More: Biden’s rift with progressive left will be on display at APEC summit in San Francisco

“Every time I’ve spoken in China and in the U.S., I stress there’s an opportunity for China and the U.S. to work together to uplift Africa and Earth," he said. "I've urged the two presidents to announce that they were going to have just such a partnership aimed at upgrading rural roads, farm-to-market roads (in Africa) because that's the key.”

Quinn said transportation infrastructure was essential to the development of Iowa and the U.S. in general, and in easing China’s poverty, too.

“It was building all those farm-to-market roads. So no technology to be stolen there, no national security, but it's something China and the U.S. can do and should do together," he said. "And I believe if collaboration like that were to be announced at the meeting tomorrow it would be a big headline and would move the two countries' relationship in a more positive direction.”

Quinn and Branstad said both the U.S. and China have an existential stake in reducing worldwide food insecurity.

“Hungry people don't sit still. They move across borders. They move to go and find food, go where food is," Quinn said.  "And so it's in our great interest and in China's great interest that the world remain peaceful and stable. And I believe the way to do that is through agriculture.”

Another Xi Jinping friend cites Chinese president's affection for Iowa

Also sitting at the dinner table will be Luca Berrone, the Des Moines businessman who spearheaded the unlikely relationship between eastern Iowa and the man who now holds sway in Beijing.

It was Berrone, an Italian immigrant, who set the wheels in motion back in 1983 by forging a partnership through the Iowa Sister States program with Hebei Province, which like Iowa counts corn and soybeans among its major crops.

In his Muscatine-centered stay in 1985, Xi's experiences included riding a boat on the Mississippi and climbing aboard some of Iowa’s massive farm machinery.

Previously: Terry Branstad forms consulting group focused on U.S.-China relations

But it was what Berrone called a “glitch” in that first visit that he said sealed Xi's bonds with the state, and ended up with him revisiting Iowa in 2012 just before becoming China’s president.

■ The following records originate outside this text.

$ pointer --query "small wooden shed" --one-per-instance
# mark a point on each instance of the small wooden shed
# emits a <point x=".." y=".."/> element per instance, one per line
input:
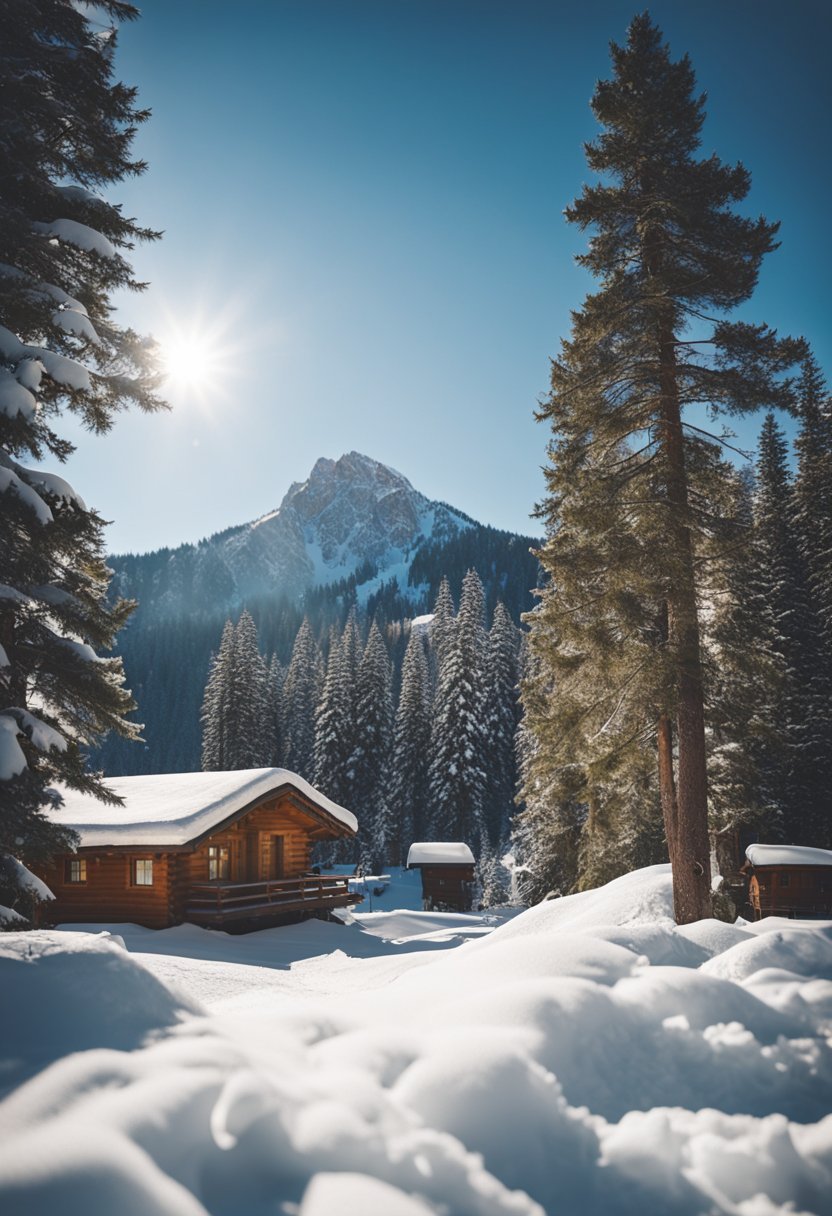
<point x="448" y="874"/>
<point x="791" y="880"/>
<point x="215" y="849"/>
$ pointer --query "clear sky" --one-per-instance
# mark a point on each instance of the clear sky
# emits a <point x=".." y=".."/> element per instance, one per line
<point x="363" y="213"/>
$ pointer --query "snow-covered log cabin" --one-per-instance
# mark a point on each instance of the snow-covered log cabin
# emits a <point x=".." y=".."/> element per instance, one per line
<point x="448" y="874"/>
<point x="792" y="880"/>
<point x="223" y="849"/>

During the first visit, he recalled, "The only hotel available in Muscatine was all booked up. So I reached out to Sarah Lande, who was on the (Iowa Sister States) committee, and I asked if it was possible to organize home stays for the Chinese delegation, and she was able to contact a few families that were interested."

“And it turned out those home stays were a turning point in building those long-term friendships,” Berrone said.

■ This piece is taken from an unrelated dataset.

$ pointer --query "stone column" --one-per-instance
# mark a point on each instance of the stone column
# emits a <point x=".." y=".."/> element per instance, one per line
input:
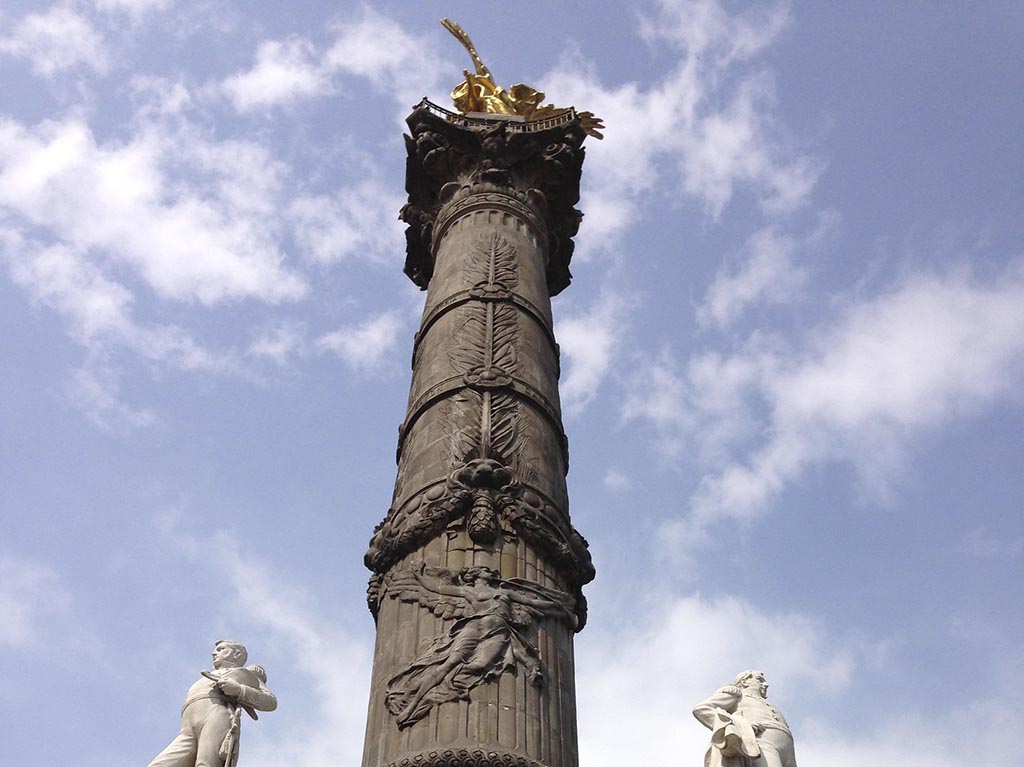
<point x="477" y="569"/>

He, Branstad and Quinn all pointed out that Xi has said that when he thinks of America, he remembers those friendships he made when he was an unknown party official.

Quinn recalls a dinner held at the Iowa Capitol during Xi’s 2012 visit to Iowa.

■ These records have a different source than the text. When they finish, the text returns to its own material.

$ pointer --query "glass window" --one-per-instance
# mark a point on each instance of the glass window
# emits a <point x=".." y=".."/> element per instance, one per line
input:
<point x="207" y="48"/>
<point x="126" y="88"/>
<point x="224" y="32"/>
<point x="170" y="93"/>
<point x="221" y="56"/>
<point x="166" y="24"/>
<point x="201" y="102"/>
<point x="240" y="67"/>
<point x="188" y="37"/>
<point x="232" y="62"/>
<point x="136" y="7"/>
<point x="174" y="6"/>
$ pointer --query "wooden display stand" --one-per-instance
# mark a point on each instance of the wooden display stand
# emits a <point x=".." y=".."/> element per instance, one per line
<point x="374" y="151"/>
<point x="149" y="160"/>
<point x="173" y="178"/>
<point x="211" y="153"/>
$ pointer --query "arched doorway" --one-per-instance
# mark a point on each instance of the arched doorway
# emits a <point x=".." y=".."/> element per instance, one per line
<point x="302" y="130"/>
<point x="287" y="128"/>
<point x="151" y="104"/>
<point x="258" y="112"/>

“And there, in the middle of his toast, President Xi Jinping diverted from the script and started speaking about his memories of Muscatine (from 1985) and he quoted Mark Twain, and he spoke about his memories of seeing the sun over the Mississippi, and it was so poignant. It was so moving," Quinn said. "I remember sitting there saying, ‘Wow, I've never ever heard a foreign leader speak about our country, about my country, that way,’ and that that visit in Muscatine really had a significant impact.”